Fue atrás en el tiempo, hasta la última vez que había podido sentir algo así. Había sido justo en la época en la que perdió al último de sus compañeros monjes. Luego de mucho resistir, producto del casi absoluto aislamiento en las montañas de Fēng Shān, la peste había ingresado en el monasterio y uno a uno se había llevado a los pocos monjes que allí residían. Esa perturbación lo había afectado, no por temor a vivir una vida solitaria en la montaña, sino por la ayuda que le dieron esos monjes durante tantos años de estudio y autoconocimiento. La sensación se volvió más intensa.
Decidió hurgar en ella. Navegó entre los recuerdos de esas décadas de aprendizajes, esos tiempos sin tiempo en el que aprendió a vivir nuevamente, como un recién nacido, comprendiendo día a día el valor de la vida, de los seres, de los elementos, del espíritu, del Chi. A través de todo eso había dejado de ser la sufriente y atormentada criatura que llegara a sus escasos veinte años frente a las puertas del monasterio en busca de encerrarse en él y enseñarse a sí mismo a no sentir. La perturbación ahondó en su centro. 
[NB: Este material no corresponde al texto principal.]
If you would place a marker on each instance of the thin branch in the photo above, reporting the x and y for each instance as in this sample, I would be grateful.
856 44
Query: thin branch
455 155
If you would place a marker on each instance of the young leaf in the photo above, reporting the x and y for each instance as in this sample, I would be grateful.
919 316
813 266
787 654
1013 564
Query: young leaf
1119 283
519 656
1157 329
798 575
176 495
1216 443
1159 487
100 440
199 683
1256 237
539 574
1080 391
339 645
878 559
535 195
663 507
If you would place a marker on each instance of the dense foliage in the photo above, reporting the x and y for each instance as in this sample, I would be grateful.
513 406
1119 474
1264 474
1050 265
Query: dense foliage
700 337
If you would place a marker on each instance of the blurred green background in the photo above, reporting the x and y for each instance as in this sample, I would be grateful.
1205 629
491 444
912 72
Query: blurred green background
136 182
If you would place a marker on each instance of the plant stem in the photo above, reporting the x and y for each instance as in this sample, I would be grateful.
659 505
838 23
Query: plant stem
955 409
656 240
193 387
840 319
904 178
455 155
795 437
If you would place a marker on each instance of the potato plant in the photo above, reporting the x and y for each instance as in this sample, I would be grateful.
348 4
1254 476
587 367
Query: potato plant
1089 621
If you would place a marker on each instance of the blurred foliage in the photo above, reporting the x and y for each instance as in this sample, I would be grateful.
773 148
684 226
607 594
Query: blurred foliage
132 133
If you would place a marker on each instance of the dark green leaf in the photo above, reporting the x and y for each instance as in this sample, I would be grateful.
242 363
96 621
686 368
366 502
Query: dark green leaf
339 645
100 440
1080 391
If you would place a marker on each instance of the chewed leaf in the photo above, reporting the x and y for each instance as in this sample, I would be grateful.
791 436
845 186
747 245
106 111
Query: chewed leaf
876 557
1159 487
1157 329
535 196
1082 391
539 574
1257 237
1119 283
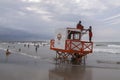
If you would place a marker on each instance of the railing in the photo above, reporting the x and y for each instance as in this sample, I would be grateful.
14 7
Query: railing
75 46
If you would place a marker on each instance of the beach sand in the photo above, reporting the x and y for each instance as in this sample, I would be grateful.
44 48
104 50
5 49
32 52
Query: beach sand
24 67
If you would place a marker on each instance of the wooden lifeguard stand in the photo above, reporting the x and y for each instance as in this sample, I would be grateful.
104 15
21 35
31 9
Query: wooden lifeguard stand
69 45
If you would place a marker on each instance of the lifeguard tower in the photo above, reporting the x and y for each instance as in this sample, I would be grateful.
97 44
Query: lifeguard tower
70 46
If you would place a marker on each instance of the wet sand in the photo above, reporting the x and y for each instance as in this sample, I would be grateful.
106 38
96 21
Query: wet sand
22 67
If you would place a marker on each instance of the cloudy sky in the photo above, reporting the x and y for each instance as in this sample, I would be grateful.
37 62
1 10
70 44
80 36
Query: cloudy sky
38 19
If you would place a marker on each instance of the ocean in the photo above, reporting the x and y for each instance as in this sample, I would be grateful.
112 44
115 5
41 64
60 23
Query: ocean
39 64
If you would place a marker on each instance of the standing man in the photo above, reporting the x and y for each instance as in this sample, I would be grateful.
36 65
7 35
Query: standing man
90 33
79 26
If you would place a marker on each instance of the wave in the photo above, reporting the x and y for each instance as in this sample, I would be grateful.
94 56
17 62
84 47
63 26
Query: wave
115 46
12 51
107 50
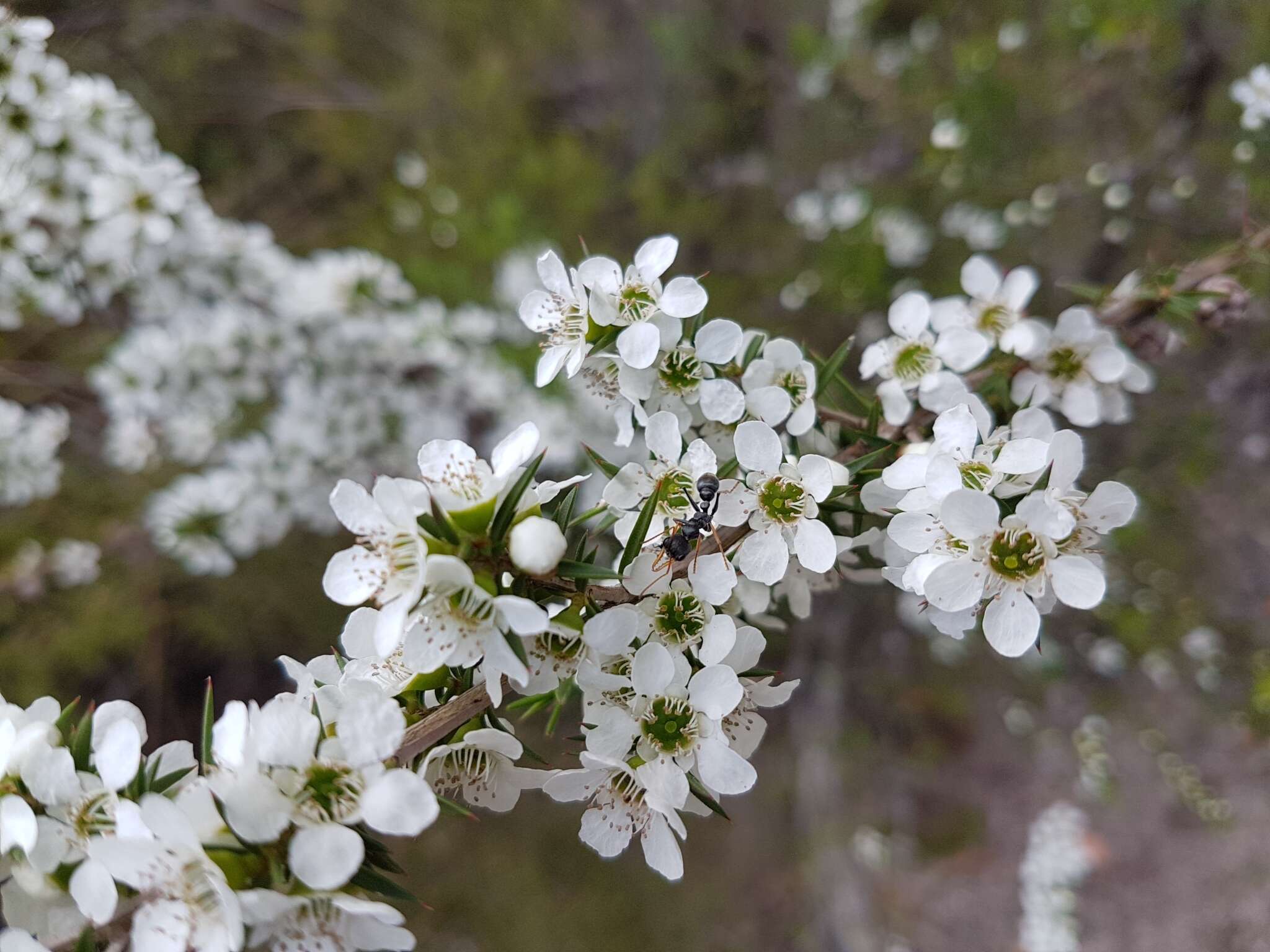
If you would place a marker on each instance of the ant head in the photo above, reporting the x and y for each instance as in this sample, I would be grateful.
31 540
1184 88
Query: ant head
677 547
Recordó después de mucho tiempo que el dolor de la pérdida lo había llevado allí. El inexorable y envolvente traspaso progresivo del amor, al miedo, a la ira, al odio, al sufrimiento… Amor a su esposa, miedo a la pérdida, ira ante los trágicos acontecimientos, odio hacia el responsable, sufrimiento de su alma inmortal. 
Con todo eso había llegado y los monjes lo habían aceptado. Afeitaron su cabeza, purificaron su cuerpo, lo vistieron con las telas del Jiasha, lo alimentaron con vegetales y frutas, lo indujeron a renunciar a las pasiones mundanas, a encontrar la paz en la soledad, a cavilar más allá de sí mismo sobre los valores del mundo, y a encontrar la serenidad dentro de sí mismo. Sin dolores, sin remordimientos, sin dudas, sin ansiedades, sin culpa.
Eso último produjo una puntada en la base misma de su fe. Estaba cerca de la revelación que lo había molestado desde esa misma mañana, que lo había sacado de su devota vida en la montaña, que lo había aguijoneado con una rudeza no sentida en mucho tiempo.
La recordó a ella. Su esposa. Recordó el amor, como quien recuerda un sueño dentro de un sueño, una vida desde una reencarnación, un pasado desde un futuro que bien podría no haber sido. Y recordó su muerte.
Recordó al culpable. A ese ebrio inmundo que se dejó dominar por los monstruosos fantasmas de la bebida y la violencia, que la ultrajó y la asesinó con sus propias sucias manos en un arrebato de furia y desenfreno.
Recordó que todo lo que él quiso fue asesinarlo. Matarlo sin miramientos, sin consecuencias, sin contemplación, sin culpa, sin castigo. Y por eso escapó de ese mundo, asqueado de sí mismo, para evitar lo que el dolor le reclamaba hacer. Refugiándose en ese santuario para evitar ser víctima de sus emociones irreflexivas. 
Allí estaba. Hoy era el día. Cincuenta años exactos desde el día que pidiera asilo en el monasterio para no equilibrar la balanza, para no usar sus manos haciendo lo que la justicia no haría, para no matar al asesino de su esposa… para no suicidarse por matarla.